I can feel them, but can’t see them, she giggles. Our arms are bright white like some wide seaweed waving and our nipples stare, wide-eyed, scared. The spray washes our faces of expression but she’s jittery, on top of normal shivers. The whites of her eyes reflect the choppy sea, even though we float in the calm past the sandbar. She’s asking me to see how deep it is where we’re treading.
I say, beat me to the bottom.
Up and out of the water we fly, instead of sinking down. The cliffs hang in the distance, mauvish, and we can see the yellow line of the horizon drawn chalkily between sea and sky. We do flips around each other, splashing and skating, fighting the pull of both gravity and the stars, until our legs and arms and hair get all tangled and braided into one.
And Amelia points at the sun crawling up in the dark as we fall. We’re huddled in the cool shallows behind that first sandbar, hiding in the pocket of each other for warmth. Her mouth hangs open. Her cheeks and nose and tongue are flushed in rosy pinks; I can’t see it, but I’m sure mine are the same.
I want to enter the body of some bystander-witness; I want to photograph this moment and make it mine. Us: vulnerable, unclothed, breathless—I want to put that picture in my wallet and carry it around like currency, unexchangeable and intangible, more symbolic than really real. The sun bursts up on the horizon in pink, red, and orange. We cry; it comes out in pants. Let there be light, she whispers. And the beach shifts to a shade of dark golden.
So we let the tide pull us in, relaxing everything, all our limbs sore from the cold and the flight. We float like penguins, with bellies and heads full of air.
The towels and clothes we left are in a semi-damp pile—can you see them? From on our stomachs like small children, taking saltwater in our mouths to spit, to when we stand up, our bodies are red and raw as cherries. Our cheeks, salt-bitten and splotchy—like tomatoes, like plums, like pomegranates, like wild berries.
You could peel our skin back and find fruitlike flesh within. You could cook us up and we’d get tender—almost melty!—as our juices seethed.

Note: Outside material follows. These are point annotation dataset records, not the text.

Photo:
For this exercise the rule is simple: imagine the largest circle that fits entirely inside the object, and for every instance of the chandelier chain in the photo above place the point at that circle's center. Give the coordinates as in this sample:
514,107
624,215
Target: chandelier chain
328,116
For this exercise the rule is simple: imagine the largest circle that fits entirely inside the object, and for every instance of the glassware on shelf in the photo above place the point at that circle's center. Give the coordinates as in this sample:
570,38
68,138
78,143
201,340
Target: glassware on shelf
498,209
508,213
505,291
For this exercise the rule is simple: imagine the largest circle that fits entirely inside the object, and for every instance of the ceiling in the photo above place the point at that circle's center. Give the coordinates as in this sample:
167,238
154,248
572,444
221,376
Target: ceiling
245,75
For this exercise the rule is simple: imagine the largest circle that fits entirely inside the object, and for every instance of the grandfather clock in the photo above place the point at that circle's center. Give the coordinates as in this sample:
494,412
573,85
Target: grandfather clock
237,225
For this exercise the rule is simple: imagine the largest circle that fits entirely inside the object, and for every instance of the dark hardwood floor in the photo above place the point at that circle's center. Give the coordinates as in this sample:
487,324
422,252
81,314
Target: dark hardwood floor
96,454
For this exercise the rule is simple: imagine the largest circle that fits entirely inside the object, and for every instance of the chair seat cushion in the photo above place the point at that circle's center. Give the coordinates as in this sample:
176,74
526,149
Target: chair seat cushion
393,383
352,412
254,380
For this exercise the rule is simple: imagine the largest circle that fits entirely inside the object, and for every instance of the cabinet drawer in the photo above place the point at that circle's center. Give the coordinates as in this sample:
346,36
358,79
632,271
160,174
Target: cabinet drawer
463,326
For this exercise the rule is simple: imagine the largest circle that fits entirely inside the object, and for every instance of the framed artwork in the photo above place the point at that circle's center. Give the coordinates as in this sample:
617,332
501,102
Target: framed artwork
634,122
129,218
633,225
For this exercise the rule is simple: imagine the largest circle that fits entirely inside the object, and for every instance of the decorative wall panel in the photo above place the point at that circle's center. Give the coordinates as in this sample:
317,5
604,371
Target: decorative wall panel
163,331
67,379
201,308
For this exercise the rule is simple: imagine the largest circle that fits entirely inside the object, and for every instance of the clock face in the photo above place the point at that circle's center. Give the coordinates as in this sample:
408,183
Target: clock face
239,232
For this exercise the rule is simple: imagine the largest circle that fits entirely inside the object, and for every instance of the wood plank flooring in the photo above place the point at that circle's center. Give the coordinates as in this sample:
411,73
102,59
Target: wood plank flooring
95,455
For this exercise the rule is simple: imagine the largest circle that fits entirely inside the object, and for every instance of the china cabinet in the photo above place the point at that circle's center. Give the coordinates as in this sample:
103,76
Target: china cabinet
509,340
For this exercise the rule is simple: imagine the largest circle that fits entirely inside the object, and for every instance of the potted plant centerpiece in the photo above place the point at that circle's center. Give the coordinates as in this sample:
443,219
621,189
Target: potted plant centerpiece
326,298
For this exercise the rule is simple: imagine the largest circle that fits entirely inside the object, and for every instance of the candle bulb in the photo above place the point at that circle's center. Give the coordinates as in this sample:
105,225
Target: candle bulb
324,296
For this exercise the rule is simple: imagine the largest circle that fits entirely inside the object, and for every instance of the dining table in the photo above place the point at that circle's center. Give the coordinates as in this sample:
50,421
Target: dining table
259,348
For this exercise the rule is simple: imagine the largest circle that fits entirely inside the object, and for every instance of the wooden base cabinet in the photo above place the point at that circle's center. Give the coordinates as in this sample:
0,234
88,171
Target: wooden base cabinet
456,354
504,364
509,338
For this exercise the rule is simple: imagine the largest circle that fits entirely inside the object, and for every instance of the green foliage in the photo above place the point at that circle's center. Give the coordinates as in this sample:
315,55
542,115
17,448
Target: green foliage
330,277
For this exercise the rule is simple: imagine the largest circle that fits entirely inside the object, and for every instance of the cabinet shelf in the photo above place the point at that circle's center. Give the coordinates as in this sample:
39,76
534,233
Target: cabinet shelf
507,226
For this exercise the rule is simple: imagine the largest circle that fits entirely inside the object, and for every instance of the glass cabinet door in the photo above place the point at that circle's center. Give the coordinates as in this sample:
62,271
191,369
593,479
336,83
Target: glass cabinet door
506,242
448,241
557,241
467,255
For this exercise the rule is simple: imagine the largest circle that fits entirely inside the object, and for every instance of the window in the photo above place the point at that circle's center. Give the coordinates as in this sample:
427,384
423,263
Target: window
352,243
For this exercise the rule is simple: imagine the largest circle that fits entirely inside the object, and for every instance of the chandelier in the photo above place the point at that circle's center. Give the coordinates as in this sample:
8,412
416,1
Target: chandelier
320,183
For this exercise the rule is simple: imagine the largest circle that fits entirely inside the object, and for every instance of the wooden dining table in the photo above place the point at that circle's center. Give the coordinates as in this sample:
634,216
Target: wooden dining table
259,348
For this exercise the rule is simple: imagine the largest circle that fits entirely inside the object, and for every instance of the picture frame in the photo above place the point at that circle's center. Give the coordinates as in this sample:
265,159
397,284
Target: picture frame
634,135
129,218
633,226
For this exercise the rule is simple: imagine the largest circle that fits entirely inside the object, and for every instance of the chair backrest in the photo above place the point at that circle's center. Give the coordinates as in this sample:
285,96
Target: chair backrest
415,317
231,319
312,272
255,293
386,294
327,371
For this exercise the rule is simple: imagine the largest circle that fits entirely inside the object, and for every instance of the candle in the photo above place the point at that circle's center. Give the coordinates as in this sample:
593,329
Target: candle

The dash to our towels: we saw movement up the peak of the dune. Tripping, dragging our sweaters behind us, half covered, half nude, we bolt to the cliffs, now, breathless, to a nook where the winds and boys won’t see or smell or hear us; the rock wall, our blanket, and fortress.
I unwrap the small thermos I stored in my kangaroo pocket to share. We sip the bitter coffee like cautious children and sniff the steam as the sun makes its way out of bed. There is nothing else like it: a hug from inside; like a teddy bear, like our knuckles interlocking, mine soft, yours square; I get notes of berry and cocoa and best friend.
The heads of boys are now bounding down the dune to where we were--we made it over and out just in time. The sky, still navy-ish, is barely fit for fishing, but they’re here, big long rods and rubber boots and bait buckets in tow. The tallest one raises his hand at us, a distant greeting. We wave back, seen.
I read Amelia’s mind. She is thinking, . I send her back a thought: Me too.